I don’t get it. I have a love hate relationship with Facebook and I’m one stupid status update away from just canceling it all together. I do enjoy “reconnecting” with “old friends” from high school and keeping up with family members and friends that are far away from me. But there are a lot of annoying things about Facebook. And now. Sorry to my eldest sister…but when my nephew joined…who is 11ish? Or soon to be 11 and yes I did accept his friend request, because he’s my nephew and well, yeah I didn’t want to hurt his feelings. I just feel like I’m done with it all. I don’t understand why 11 year olds need Facebook. I think they have enough socialization at school and really how much more do they need? What do they gain from Facebook? Am I old fashioned and out of it?
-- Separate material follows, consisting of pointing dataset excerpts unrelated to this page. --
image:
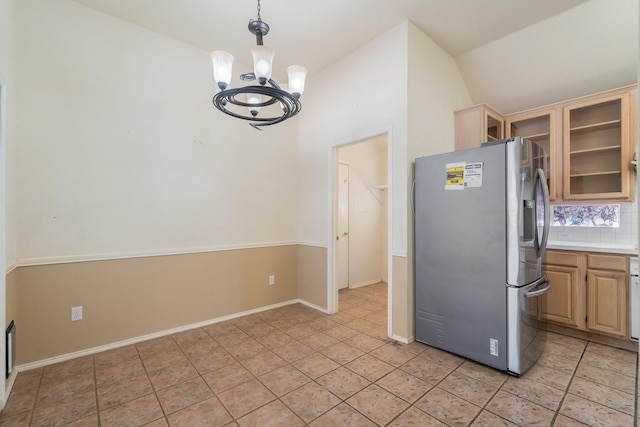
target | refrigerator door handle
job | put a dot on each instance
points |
(541, 245)
(539, 291)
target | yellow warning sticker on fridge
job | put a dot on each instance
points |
(455, 176)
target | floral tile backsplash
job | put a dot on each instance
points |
(586, 216)
(624, 234)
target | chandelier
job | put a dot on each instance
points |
(247, 101)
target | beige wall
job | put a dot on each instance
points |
(11, 297)
(128, 298)
(403, 317)
(312, 275)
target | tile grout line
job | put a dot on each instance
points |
(566, 391)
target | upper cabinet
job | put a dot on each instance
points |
(597, 148)
(476, 125)
(589, 142)
(541, 127)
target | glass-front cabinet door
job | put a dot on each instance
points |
(596, 157)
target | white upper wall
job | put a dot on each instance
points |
(121, 152)
(7, 153)
(587, 49)
(400, 82)
(361, 96)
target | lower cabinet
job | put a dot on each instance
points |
(588, 292)
(606, 302)
(562, 304)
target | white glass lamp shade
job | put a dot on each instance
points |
(297, 74)
(262, 60)
(222, 67)
(254, 98)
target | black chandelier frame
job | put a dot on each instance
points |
(289, 102)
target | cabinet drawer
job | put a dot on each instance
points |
(569, 259)
(607, 262)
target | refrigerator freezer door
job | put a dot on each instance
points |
(526, 339)
(460, 254)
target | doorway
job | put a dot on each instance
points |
(342, 238)
(361, 254)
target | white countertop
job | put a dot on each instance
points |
(594, 247)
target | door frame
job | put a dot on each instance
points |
(3, 236)
(332, 214)
(338, 252)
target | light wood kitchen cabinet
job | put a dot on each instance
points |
(563, 304)
(607, 295)
(476, 125)
(597, 148)
(589, 141)
(588, 292)
(541, 127)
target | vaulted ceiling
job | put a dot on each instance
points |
(318, 33)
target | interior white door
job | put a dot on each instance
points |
(342, 238)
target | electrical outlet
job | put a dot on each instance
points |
(76, 313)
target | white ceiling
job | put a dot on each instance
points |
(318, 33)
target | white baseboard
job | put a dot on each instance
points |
(403, 340)
(315, 307)
(367, 283)
(94, 350)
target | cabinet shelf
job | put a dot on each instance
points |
(596, 126)
(577, 175)
(538, 136)
(597, 150)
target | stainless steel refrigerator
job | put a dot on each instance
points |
(481, 228)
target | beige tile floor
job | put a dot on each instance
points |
(294, 366)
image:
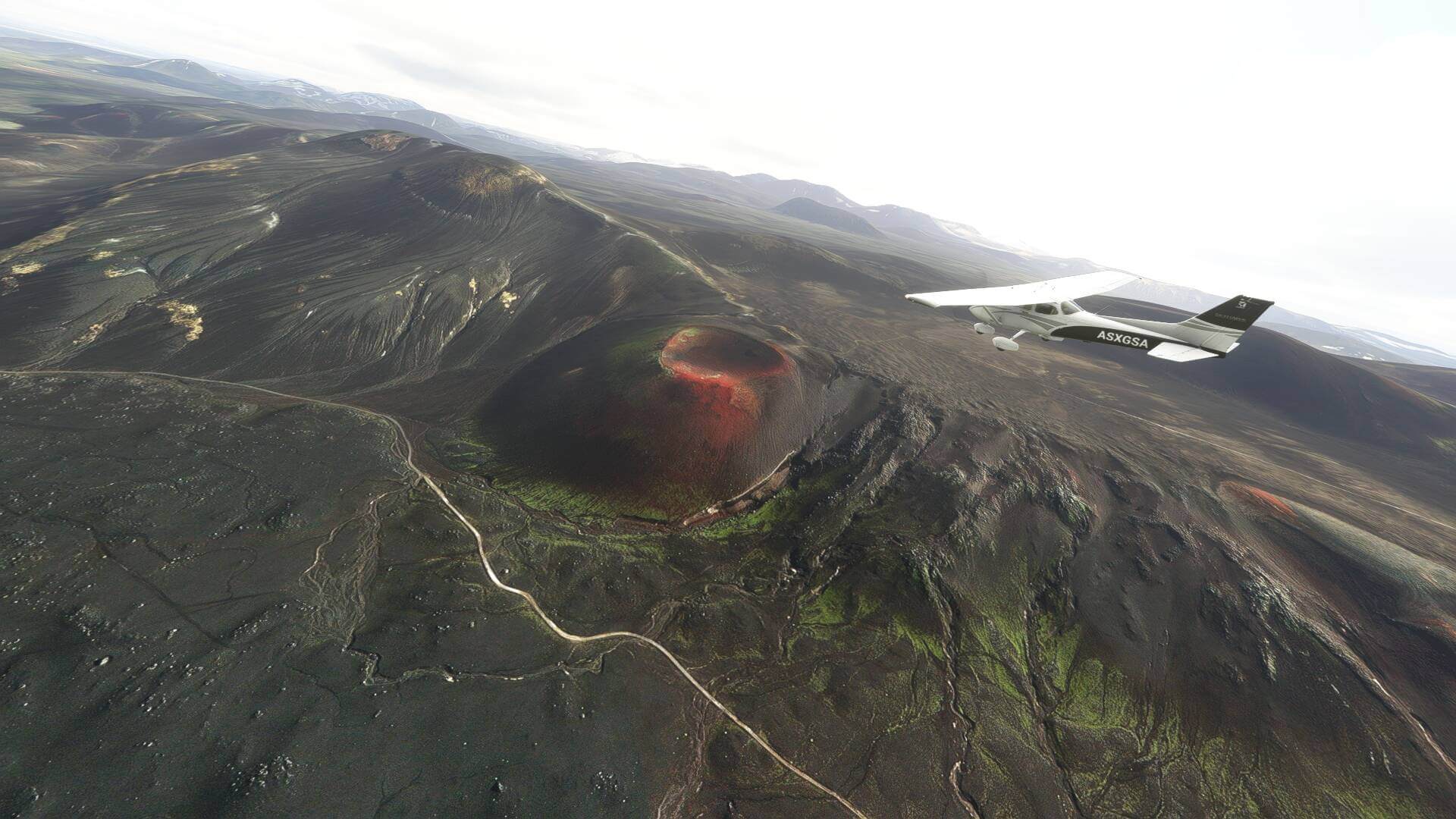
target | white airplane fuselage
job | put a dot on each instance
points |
(1046, 311)
(1046, 325)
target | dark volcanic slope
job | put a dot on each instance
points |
(364, 260)
(1068, 582)
(810, 210)
(1305, 387)
(1436, 382)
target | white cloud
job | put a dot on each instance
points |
(1308, 140)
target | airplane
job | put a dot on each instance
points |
(1049, 309)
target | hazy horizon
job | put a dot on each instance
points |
(1288, 150)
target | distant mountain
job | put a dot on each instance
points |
(794, 188)
(1351, 343)
(810, 210)
(887, 219)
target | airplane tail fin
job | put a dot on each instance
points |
(1237, 314)
(1222, 327)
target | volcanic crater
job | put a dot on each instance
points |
(651, 422)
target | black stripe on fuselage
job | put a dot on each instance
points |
(1119, 338)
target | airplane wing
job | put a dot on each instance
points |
(1030, 293)
(1181, 353)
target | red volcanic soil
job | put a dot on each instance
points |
(1261, 500)
(717, 378)
(654, 423)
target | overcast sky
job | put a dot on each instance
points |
(1294, 150)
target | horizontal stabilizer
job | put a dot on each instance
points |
(1063, 289)
(1181, 353)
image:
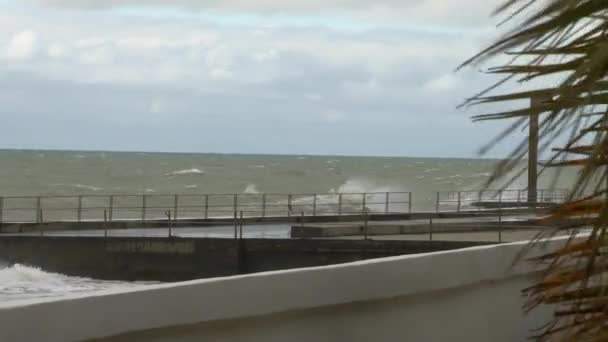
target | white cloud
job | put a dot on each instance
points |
(442, 12)
(96, 68)
(333, 115)
(21, 46)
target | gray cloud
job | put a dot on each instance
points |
(436, 12)
(175, 85)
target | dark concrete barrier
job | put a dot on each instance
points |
(174, 259)
(17, 227)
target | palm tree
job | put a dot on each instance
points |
(558, 50)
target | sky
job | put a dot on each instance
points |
(349, 77)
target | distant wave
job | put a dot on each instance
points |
(251, 189)
(193, 171)
(21, 282)
(80, 186)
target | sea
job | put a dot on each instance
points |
(51, 173)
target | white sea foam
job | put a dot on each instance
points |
(352, 198)
(251, 189)
(193, 171)
(21, 282)
(79, 186)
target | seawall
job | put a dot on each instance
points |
(174, 259)
(471, 294)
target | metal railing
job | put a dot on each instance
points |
(495, 199)
(149, 207)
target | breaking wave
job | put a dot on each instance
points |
(193, 171)
(22, 282)
(251, 189)
(80, 186)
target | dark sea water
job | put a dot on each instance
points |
(51, 173)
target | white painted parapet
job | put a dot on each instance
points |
(468, 295)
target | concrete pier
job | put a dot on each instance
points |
(174, 259)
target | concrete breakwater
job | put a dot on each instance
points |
(174, 259)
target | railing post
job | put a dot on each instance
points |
(175, 207)
(170, 222)
(38, 205)
(363, 202)
(79, 214)
(241, 227)
(437, 202)
(111, 208)
(499, 226)
(235, 226)
(206, 207)
(144, 204)
(386, 202)
(365, 224)
(518, 196)
(409, 202)
(499, 200)
(105, 223)
(235, 203)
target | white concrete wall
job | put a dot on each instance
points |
(465, 295)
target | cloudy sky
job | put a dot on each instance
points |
(354, 77)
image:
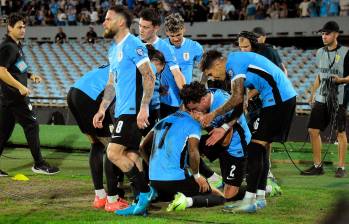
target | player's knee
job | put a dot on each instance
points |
(230, 191)
(313, 132)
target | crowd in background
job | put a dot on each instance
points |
(91, 12)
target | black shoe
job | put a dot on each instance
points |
(3, 173)
(312, 171)
(340, 173)
(45, 168)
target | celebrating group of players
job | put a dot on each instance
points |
(150, 80)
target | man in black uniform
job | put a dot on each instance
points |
(15, 106)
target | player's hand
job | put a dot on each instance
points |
(24, 91)
(98, 119)
(207, 119)
(311, 101)
(35, 78)
(203, 184)
(337, 79)
(142, 117)
(216, 134)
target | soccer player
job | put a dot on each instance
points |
(171, 79)
(174, 146)
(247, 70)
(267, 50)
(15, 105)
(232, 155)
(333, 64)
(134, 84)
(248, 42)
(84, 98)
(186, 50)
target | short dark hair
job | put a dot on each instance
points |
(208, 58)
(252, 37)
(174, 23)
(155, 54)
(193, 92)
(151, 15)
(14, 18)
(119, 9)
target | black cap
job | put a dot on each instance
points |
(259, 31)
(330, 26)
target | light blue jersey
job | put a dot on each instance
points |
(187, 54)
(169, 156)
(167, 80)
(155, 100)
(261, 74)
(125, 58)
(93, 82)
(241, 136)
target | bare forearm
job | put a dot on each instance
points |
(8, 79)
(148, 83)
(109, 94)
(179, 78)
(194, 155)
(235, 100)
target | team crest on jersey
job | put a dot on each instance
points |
(186, 56)
(140, 51)
(230, 73)
(119, 55)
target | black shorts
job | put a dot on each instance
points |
(126, 132)
(166, 110)
(167, 189)
(320, 118)
(83, 109)
(154, 116)
(232, 169)
(210, 152)
(275, 122)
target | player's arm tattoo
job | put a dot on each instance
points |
(146, 146)
(148, 82)
(109, 93)
(194, 155)
(235, 100)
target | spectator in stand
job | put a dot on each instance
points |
(304, 8)
(229, 11)
(313, 8)
(344, 6)
(61, 18)
(61, 37)
(91, 36)
(71, 17)
(273, 11)
(94, 16)
(283, 10)
(49, 18)
(333, 9)
(251, 10)
(323, 8)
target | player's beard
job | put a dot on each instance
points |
(109, 33)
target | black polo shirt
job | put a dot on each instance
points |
(12, 58)
(271, 53)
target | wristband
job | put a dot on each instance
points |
(196, 176)
(225, 126)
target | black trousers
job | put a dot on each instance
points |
(20, 110)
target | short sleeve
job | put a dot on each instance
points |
(8, 55)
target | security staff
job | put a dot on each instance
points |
(15, 105)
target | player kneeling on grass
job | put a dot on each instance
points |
(228, 135)
(174, 146)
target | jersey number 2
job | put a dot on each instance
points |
(167, 127)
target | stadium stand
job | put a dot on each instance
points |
(62, 64)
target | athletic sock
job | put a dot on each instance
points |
(101, 193)
(112, 199)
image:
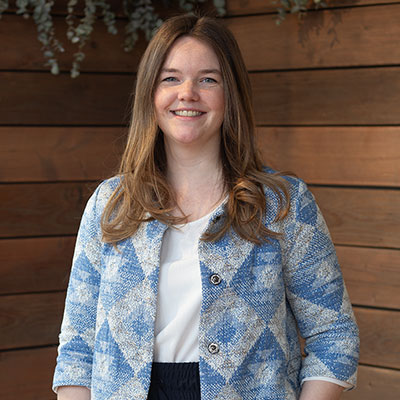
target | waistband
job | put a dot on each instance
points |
(175, 381)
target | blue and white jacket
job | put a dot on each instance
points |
(251, 317)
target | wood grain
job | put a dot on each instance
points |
(372, 276)
(42, 209)
(367, 96)
(35, 265)
(245, 7)
(379, 337)
(361, 217)
(375, 383)
(331, 38)
(44, 99)
(335, 155)
(59, 153)
(27, 374)
(29, 320)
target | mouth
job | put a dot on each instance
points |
(187, 113)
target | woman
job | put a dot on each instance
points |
(194, 267)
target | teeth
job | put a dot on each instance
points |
(187, 113)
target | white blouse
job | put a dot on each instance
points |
(179, 294)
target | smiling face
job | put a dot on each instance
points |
(189, 98)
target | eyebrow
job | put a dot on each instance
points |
(202, 71)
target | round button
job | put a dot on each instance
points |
(215, 279)
(213, 348)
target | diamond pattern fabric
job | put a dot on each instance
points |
(266, 294)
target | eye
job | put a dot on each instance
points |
(169, 79)
(209, 80)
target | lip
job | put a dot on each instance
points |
(187, 109)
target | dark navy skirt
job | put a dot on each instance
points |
(174, 381)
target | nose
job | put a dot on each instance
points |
(188, 91)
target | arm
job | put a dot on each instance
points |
(320, 390)
(316, 293)
(73, 393)
(75, 351)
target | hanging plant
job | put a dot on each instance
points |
(296, 7)
(140, 16)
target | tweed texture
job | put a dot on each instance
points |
(107, 334)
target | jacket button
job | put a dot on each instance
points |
(213, 348)
(215, 279)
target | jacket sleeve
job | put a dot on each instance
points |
(76, 340)
(317, 294)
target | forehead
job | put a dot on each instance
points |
(188, 51)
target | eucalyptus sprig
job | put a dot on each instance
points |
(140, 16)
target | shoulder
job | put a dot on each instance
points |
(102, 194)
(294, 185)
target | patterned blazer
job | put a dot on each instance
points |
(250, 315)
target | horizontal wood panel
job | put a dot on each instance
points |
(44, 99)
(104, 51)
(331, 38)
(42, 209)
(35, 265)
(372, 276)
(29, 320)
(367, 96)
(363, 217)
(375, 383)
(244, 7)
(379, 337)
(27, 374)
(57, 154)
(335, 155)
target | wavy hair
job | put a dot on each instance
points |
(143, 192)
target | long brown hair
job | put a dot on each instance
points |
(143, 192)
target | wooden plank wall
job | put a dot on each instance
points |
(326, 95)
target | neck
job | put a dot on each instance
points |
(188, 167)
(196, 178)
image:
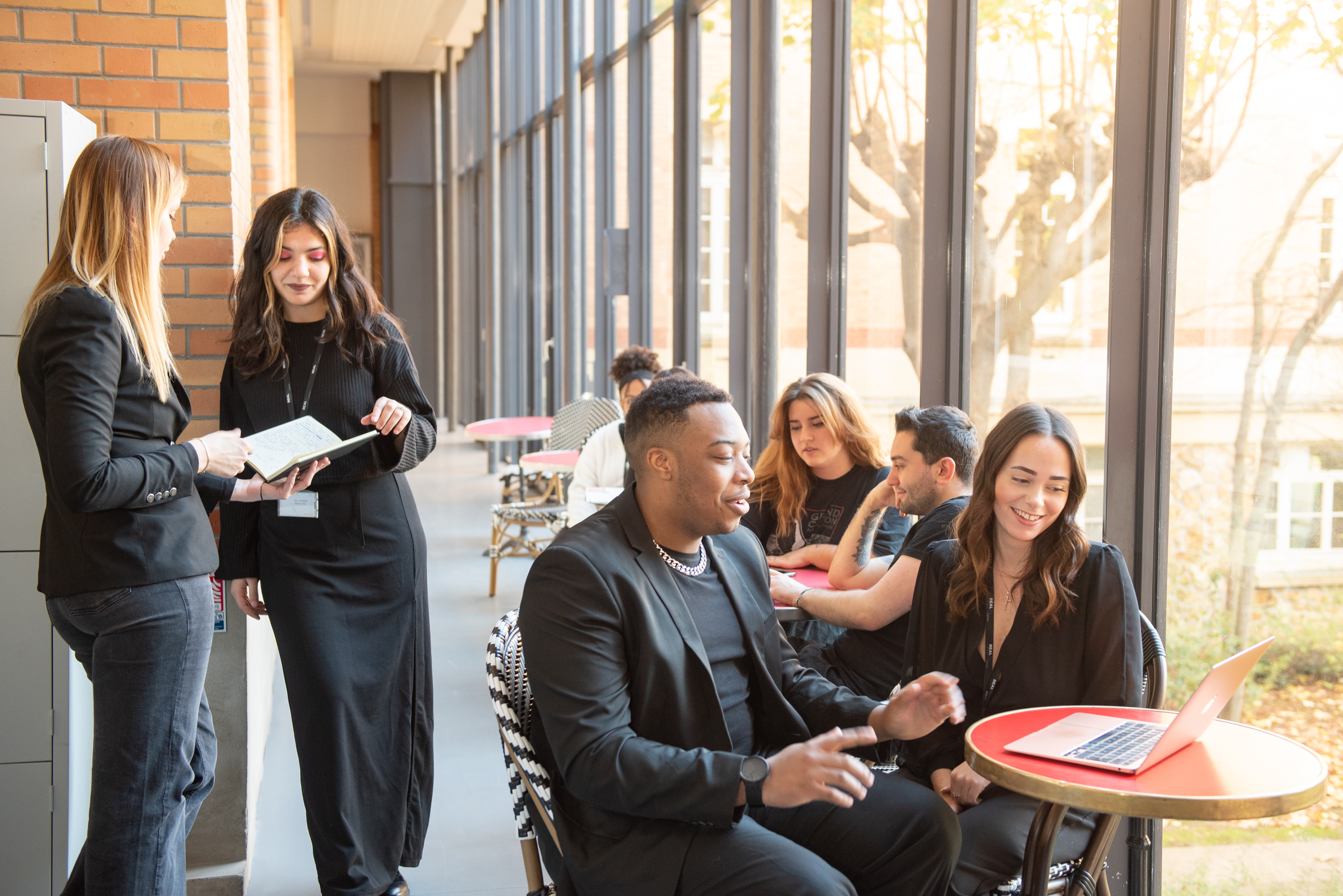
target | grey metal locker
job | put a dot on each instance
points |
(46, 705)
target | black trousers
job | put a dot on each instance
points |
(993, 837)
(902, 839)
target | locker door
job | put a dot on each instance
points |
(25, 665)
(24, 227)
(26, 828)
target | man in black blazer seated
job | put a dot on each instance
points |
(691, 752)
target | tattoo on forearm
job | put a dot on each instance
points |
(870, 533)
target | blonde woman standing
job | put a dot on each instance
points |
(823, 459)
(127, 548)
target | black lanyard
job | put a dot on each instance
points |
(312, 377)
(990, 680)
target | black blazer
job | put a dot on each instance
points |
(121, 497)
(626, 699)
(1092, 658)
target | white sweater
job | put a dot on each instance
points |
(601, 466)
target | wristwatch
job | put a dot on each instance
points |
(754, 772)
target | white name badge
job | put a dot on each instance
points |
(301, 505)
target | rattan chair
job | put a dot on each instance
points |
(1087, 875)
(515, 526)
(528, 781)
(573, 426)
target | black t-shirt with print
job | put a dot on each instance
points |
(872, 663)
(826, 514)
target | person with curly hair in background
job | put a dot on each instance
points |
(602, 463)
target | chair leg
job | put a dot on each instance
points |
(1040, 848)
(496, 537)
(532, 863)
(1094, 859)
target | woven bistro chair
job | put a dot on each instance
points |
(528, 781)
(1086, 876)
(526, 529)
(573, 426)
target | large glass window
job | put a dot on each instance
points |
(1256, 464)
(715, 183)
(794, 186)
(1044, 127)
(663, 152)
(885, 206)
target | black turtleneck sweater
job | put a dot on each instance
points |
(343, 394)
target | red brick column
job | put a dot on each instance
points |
(174, 73)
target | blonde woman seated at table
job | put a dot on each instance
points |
(602, 463)
(1064, 621)
(823, 461)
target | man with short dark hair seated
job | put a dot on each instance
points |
(932, 463)
(691, 753)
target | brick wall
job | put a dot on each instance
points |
(174, 73)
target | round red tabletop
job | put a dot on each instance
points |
(509, 428)
(550, 462)
(808, 577)
(1232, 772)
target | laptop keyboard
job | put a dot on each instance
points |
(1122, 746)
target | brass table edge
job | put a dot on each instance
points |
(1125, 802)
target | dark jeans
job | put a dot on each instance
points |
(146, 650)
(902, 840)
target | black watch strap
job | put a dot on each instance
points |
(754, 772)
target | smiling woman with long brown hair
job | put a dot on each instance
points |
(1061, 619)
(344, 573)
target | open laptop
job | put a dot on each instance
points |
(1119, 745)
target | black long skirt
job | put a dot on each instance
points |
(348, 601)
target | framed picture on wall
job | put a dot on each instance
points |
(364, 254)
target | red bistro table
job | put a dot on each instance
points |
(509, 430)
(1233, 772)
(559, 463)
(808, 577)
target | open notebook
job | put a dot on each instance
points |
(279, 450)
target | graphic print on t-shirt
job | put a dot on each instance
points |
(816, 528)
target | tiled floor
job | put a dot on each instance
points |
(472, 847)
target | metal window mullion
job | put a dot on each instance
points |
(685, 186)
(828, 216)
(640, 168)
(949, 203)
(453, 368)
(603, 168)
(573, 231)
(1142, 302)
(495, 296)
(752, 327)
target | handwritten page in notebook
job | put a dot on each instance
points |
(276, 449)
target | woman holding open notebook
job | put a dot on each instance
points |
(1061, 623)
(343, 569)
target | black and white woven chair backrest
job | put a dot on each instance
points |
(1154, 666)
(505, 674)
(575, 422)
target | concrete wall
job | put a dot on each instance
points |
(334, 128)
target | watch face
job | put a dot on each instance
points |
(754, 769)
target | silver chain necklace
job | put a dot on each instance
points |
(682, 568)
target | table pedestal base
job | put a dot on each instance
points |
(1090, 879)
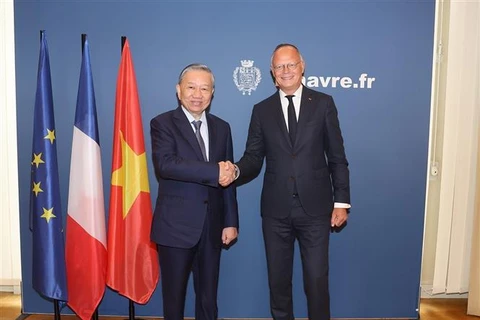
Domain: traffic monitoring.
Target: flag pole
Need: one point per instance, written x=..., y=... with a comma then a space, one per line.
x=131, y=305
x=56, y=309
x=56, y=303
x=84, y=38
x=122, y=43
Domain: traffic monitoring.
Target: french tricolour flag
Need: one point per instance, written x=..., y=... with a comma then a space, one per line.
x=86, y=253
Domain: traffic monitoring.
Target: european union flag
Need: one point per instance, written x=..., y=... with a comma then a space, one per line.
x=49, y=277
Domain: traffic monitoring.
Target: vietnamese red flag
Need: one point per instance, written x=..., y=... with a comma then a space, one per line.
x=133, y=268
x=86, y=244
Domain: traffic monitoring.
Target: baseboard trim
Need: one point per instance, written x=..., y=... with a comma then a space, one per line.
x=426, y=293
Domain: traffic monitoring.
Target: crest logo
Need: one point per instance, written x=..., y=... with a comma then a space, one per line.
x=247, y=77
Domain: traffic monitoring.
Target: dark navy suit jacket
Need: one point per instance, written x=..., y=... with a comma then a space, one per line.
x=187, y=185
x=316, y=163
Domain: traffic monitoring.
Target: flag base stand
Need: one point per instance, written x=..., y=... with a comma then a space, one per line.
x=131, y=311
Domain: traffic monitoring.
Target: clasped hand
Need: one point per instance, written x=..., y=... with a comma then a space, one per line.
x=227, y=173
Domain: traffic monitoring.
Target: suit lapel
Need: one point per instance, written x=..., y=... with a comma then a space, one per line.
x=212, y=138
x=185, y=128
x=306, y=113
x=280, y=118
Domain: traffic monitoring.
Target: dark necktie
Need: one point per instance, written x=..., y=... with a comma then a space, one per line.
x=197, y=125
x=292, y=119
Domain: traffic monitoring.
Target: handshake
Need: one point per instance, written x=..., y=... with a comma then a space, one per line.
x=227, y=173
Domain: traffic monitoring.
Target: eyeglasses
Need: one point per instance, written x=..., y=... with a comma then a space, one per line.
x=290, y=66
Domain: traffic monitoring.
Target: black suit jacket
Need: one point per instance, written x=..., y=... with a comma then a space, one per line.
x=188, y=186
x=316, y=163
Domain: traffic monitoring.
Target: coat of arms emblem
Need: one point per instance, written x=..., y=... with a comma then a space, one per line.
x=247, y=77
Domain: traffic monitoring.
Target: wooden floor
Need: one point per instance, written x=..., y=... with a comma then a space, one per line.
x=430, y=309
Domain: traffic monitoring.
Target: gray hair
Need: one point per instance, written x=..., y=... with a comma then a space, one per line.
x=196, y=66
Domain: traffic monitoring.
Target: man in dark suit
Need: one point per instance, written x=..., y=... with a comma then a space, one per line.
x=194, y=215
x=306, y=184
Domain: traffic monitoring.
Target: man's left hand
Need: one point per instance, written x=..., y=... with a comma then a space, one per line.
x=339, y=216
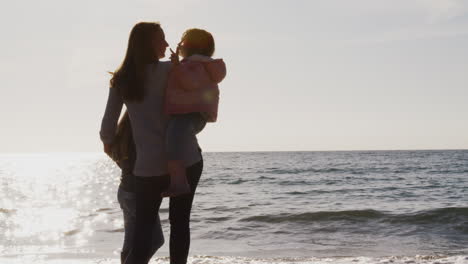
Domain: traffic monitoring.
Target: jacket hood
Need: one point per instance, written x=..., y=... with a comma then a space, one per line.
x=216, y=68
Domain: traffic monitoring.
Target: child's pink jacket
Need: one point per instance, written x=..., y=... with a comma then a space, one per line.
x=193, y=86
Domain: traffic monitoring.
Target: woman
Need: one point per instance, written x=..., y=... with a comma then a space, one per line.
x=124, y=154
x=140, y=83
When Oscar turns 7 or 8 and asks to join the Facebook of his time will I let him? I hope that I don’t go back on this, but I will ask him why. And he’ll have to give me a decent enough reason.
I have locked down my facebook page. Only my friends can see my pictures. Not friends of friends, just friends. Not because my pictures are that awesome, but because if I want to share them, I want it to be my decision. I’m honestly considering just stopping it all together. I don’t like it when politics get on facebook. It makes me uncomfortable to hear people’s opinions with no basis or knowledge behind the statements. I hate worrying about my status updates and thinking that someone is judging me for what I wrote. I hate just sitting here thinking “oh god I really need to write something funny.” And wondering how many people have just hidden me from their pages. Which also makes me wonder why they want to be friends with me in the first place. I have cleaned out my page on several occasions. Once when I was done playing a huge game and I ended up with way more friends then I needed. And then again when I was even more tired of other people who didn’t have any bearing on my life. And now I want to do another one and just put it down to family and friends. And by friends I mean people that I love. People I communicated with on a regular basis.
I’m not writing this as a veiled threat to get the “please don’t quit” comments. Which I’m not sure I would get anyway. But I’m writing this to get it out of my head and on to something else. And then I wonder why this even effects me this way. Why can’t I just let Facebook be? Why can’t I just let it go? Because it is important to me. I am very much a voyeur, I like peeking in. This is why I love blogs and blogging.
My nephew chatted with me today, and I fell into talking to him like I would anyone else. Forgetting that he’s 10 or 11. And telling him exactly what I was doing, instead of just saying “oh things.” I told him I was texting my friend, checking twitter, and thinking about what to blog. He only asked “what does blog mean?” And I laughed. Because what does “blog” mean? I told him. “It’s kind of like a public journal, I talk about what I’m doing and people in my life can read it, it’s pretty pointless actually but good if you want to just write.”
I don’t know at this point if I am going to leave Facebook. I know that I am probably not going to be on it very much. And I’m going to take it off my tweetdeck for a while. I think what I need is a break. To figure out why I’m on Facebook.
I don’t really need a reason from my sister why she let her son have a Facebook account. I’m sure it’s just because his older brother has one, and he sees the games he can play and why not? Everyone else has one. I still love her, and I think what ever she does with her kids is her business. And honestly I want to thank her for allowing him to join. Because it’s given me something to think about. And finally a release on my writers block.